Acute infection with Parvovirus B-19 during pregnancy can result in pregnancy complications such as fetal anemia and hydrops. Hemophagocytic syndrome is a potentially fatal complication, though not commonly associated with parvoviral B-19 infections. The main characteristics of this syndrome are an inappropriate activation of histiocytes that leads to red cell phagocytosis.
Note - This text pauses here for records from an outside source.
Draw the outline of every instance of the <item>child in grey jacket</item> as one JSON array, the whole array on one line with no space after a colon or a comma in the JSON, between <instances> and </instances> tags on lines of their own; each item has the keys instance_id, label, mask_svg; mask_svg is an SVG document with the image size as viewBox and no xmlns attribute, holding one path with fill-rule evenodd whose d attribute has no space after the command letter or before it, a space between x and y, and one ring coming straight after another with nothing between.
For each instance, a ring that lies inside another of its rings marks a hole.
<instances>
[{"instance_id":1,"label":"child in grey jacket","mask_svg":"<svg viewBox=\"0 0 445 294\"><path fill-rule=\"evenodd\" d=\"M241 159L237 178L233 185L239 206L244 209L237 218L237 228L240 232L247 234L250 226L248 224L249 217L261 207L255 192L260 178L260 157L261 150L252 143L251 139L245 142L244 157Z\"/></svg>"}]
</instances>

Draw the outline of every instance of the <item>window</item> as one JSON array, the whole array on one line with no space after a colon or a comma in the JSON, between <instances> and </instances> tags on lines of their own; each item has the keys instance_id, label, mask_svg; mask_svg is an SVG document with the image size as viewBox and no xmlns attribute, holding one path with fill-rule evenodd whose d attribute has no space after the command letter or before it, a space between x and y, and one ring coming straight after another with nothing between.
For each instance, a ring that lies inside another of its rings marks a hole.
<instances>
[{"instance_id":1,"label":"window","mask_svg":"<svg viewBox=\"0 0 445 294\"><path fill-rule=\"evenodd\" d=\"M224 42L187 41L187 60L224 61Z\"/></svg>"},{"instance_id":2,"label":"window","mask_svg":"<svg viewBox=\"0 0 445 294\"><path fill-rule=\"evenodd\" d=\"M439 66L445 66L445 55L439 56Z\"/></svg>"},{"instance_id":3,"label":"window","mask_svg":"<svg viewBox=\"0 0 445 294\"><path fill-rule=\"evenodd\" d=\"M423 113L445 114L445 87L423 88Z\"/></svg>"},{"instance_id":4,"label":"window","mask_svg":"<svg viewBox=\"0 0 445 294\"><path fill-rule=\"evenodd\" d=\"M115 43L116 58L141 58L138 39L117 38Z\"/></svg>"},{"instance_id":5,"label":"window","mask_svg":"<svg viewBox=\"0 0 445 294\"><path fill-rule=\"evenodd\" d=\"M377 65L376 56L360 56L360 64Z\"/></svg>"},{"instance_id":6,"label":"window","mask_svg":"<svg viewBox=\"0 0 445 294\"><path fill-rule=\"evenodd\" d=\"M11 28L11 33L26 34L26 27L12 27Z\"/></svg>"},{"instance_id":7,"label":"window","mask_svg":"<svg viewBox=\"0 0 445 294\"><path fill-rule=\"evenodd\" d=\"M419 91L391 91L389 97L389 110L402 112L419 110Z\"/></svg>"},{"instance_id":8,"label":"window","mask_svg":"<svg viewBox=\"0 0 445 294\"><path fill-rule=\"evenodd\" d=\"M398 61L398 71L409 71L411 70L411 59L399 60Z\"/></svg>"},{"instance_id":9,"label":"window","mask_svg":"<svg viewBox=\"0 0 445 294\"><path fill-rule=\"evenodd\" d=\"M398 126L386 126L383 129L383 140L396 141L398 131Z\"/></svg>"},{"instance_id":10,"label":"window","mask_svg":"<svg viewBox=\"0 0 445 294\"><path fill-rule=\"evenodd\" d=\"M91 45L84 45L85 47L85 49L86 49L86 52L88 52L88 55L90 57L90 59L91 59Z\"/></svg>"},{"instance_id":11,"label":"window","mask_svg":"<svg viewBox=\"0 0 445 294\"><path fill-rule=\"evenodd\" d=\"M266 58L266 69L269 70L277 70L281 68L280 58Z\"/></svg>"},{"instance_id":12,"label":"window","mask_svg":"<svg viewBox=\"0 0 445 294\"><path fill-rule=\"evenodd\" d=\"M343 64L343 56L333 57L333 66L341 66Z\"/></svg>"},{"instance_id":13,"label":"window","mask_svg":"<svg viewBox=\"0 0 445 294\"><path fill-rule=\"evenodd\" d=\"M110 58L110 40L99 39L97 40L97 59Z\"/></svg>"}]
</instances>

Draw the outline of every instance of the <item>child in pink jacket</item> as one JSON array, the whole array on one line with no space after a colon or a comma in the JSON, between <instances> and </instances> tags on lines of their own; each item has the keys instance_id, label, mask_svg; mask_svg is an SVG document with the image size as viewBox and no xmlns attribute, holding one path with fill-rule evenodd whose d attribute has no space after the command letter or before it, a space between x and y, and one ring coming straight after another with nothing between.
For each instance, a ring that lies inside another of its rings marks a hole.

We describe the course, treatment and resolution of one of the few cases reported in the literature of hemophagocytic syndrome (HS) caused by parvovirus B-19 during pregnancy. Case report. A 27-year old, gravida 2, with previous cesarean, at 30 weeks of gestational age was referred to our tertiary care hospital presenting with pancytopenia and papular, purpuric eruptions on the hands and feet that was followed by high fever. Parvovirus B-19 infection was diagnosed by clinical settings, positive PCR (artus® Biotech Parvo B19 PCR Kit) and high titers of IgM. The bone marrow aspirate showed only 1% erythroblasts and macrophages with active hemophagocytosis. Coagulation analysis suggested a low degree of disseminated intravasal coagulation (low fibrinogen, high fibrinogen split products). A diagnosis of parvovirus B 19 associated hemophagocytic syndrome at 30 weeks gestation was made based on the positive results. Fetal surveillance was performed during pregnancy with serial Doppler ultrasound to rule out fetal anemia or hydrops. The patient received a high dosage of corticosteroids, one dose of epsilon aminocaproic acid (75 mg/kg/day) and platelet apheresis was employed prior to caesarean section. An elective cesarean section was performed at 37 weeks of gestational age. The fetus did not show any clinical or laboratory evidence of parvovirus B-19 infection. Serial follow up of the patient showed improvement of the hematological parameters with steroid therapy at 8 weeks after delivery. We report a rare case of hemophagocytic syndrome caused by Parvovirus B-19 infection during pregnancy. Haemophagocytic syndrome was managed symptomatically.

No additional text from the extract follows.